AGL COO Brett Redman said the Coopers Gap deal has demonstrated the effectiveness of the investment model, the falling price and increasing efficiency of renewables technology and the key role it had to play in Australia’s future energy market.

The project, which will be developed by GE and Catcon, will use 123 specially designed GE turbines to produce around 1,510,000MWh of energy annually – enough to power more than 260,000 average Australian homes.

For GE, the Coopers Gap contract will bring the global giant’s total installed wind capacity to almost 1.4GW in Australia by 2019, when the wind farm is expected to be completed. It is GE’s first wind project in Queensland.

“That’s the largest number of megawatts in a single year by any GE onshore wind country outside the United States, ever,” said Pete McCabe, GE’s global president and CEO of GE Renewable Energy’s Onshore Wind business.3_8_130_SizingUpWindPower_GE_Wind_620 copy

McCabe, too, took the opportunity of this week’s news to call for strong and stable renewable energy policy in Australia.

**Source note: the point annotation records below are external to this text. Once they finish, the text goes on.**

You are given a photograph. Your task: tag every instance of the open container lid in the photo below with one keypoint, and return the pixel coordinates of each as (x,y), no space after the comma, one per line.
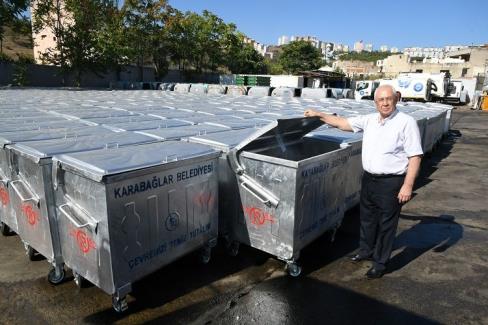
(38,150)
(98,164)
(279,132)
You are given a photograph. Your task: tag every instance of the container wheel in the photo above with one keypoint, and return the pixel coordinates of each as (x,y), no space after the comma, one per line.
(31,252)
(55,277)
(79,280)
(294,269)
(233,248)
(4,229)
(205,255)
(119,304)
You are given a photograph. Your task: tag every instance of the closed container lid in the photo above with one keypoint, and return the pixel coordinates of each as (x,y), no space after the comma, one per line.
(223,140)
(147,125)
(37,135)
(182,132)
(48,148)
(101,163)
(336,135)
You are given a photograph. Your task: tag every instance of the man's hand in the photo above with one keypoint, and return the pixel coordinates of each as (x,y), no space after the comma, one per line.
(405,194)
(311,113)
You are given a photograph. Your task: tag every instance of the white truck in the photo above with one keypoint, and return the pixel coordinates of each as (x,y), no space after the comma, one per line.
(412,86)
(457,93)
(365,89)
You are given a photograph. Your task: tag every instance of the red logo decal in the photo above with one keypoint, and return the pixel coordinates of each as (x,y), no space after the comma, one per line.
(85,243)
(204,199)
(4,197)
(31,215)
(258,217)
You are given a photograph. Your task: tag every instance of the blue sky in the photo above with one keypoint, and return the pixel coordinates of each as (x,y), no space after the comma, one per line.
(424,23)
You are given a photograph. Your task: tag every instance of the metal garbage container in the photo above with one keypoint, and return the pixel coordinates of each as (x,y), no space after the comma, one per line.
(31,190)
(230,208)
(8,221)
(124,213)
(291,188)
(353,167)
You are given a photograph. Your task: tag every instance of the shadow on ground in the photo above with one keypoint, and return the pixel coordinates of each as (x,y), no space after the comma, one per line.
(304,300)
(430,233)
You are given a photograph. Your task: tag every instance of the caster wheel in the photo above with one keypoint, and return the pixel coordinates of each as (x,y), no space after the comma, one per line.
(4,229)
(119,304)
(294,269)
(54,278)
(79,280)
(30,252)
(233,248)
(205,255)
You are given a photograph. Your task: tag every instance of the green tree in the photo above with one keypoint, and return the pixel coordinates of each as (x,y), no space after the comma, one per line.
(80,29)
(241,57)
(300,56)
(10,12)
(145,21)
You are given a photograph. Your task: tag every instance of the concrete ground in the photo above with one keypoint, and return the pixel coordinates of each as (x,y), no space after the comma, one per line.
(438,272)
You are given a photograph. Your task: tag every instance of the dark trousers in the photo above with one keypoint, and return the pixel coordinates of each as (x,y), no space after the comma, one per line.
(379,213)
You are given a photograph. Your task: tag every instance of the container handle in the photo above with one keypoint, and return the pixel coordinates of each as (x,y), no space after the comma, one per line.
(91,223)
(22,198)
(259,193)
(3,179)
(110,145)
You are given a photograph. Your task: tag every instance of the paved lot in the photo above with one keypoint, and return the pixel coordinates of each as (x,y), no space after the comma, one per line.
(438,273)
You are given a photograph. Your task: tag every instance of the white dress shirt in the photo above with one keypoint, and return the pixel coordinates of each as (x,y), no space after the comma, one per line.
(387,143)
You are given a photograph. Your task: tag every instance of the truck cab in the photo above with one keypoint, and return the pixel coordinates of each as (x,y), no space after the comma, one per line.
(457,94)
(365,89)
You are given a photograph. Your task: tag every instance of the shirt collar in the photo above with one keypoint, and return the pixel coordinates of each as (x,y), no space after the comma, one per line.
(391,116)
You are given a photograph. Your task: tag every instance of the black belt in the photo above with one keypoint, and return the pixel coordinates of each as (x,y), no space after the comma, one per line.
(383,175)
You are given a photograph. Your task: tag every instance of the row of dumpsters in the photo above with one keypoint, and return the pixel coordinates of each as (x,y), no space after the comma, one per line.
(114,185)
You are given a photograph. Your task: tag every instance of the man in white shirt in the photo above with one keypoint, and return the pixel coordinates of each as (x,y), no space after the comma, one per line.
(391,156)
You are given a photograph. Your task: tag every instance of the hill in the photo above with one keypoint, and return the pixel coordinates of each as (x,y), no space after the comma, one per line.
(17,43)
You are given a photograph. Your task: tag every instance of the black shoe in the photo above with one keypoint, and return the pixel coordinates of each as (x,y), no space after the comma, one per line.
(359,258)
(374,273)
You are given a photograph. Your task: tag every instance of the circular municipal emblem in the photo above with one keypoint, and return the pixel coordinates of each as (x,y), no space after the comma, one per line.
(172,221)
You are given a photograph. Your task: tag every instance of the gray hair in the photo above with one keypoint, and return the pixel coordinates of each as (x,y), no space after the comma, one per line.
(394,92)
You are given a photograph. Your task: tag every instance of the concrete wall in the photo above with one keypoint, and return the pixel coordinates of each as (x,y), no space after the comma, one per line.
(51,76)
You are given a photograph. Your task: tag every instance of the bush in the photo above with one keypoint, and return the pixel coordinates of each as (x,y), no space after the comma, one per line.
(5,58)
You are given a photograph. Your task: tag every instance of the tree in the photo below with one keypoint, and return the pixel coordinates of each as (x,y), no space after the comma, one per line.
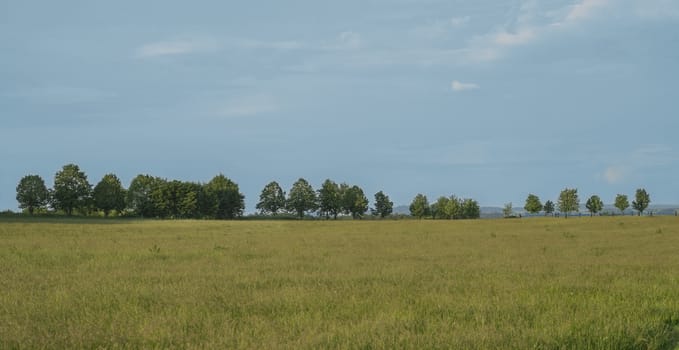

“Australia is a great market for wind, and today is GE’s second largest region globally for our Renewables business. While we see lots of opportunities in Australia, we need to continue to have policy certainty to drive investment.”

GE said the successful formula for its bid for Cooper’s Gap included custom-designed 115-metre towers for the 3.8MW turbines, to get the optimal wind speed.

The engineering team – which included German wind engineering “boffin” Dr Joerg Winterfeldt – had to ensure that the design of the taller tower avoided vibration when the blades turn and also fit within the logistical puzzle of not being too heavy or wide to cross all the roads and bridges from port to site.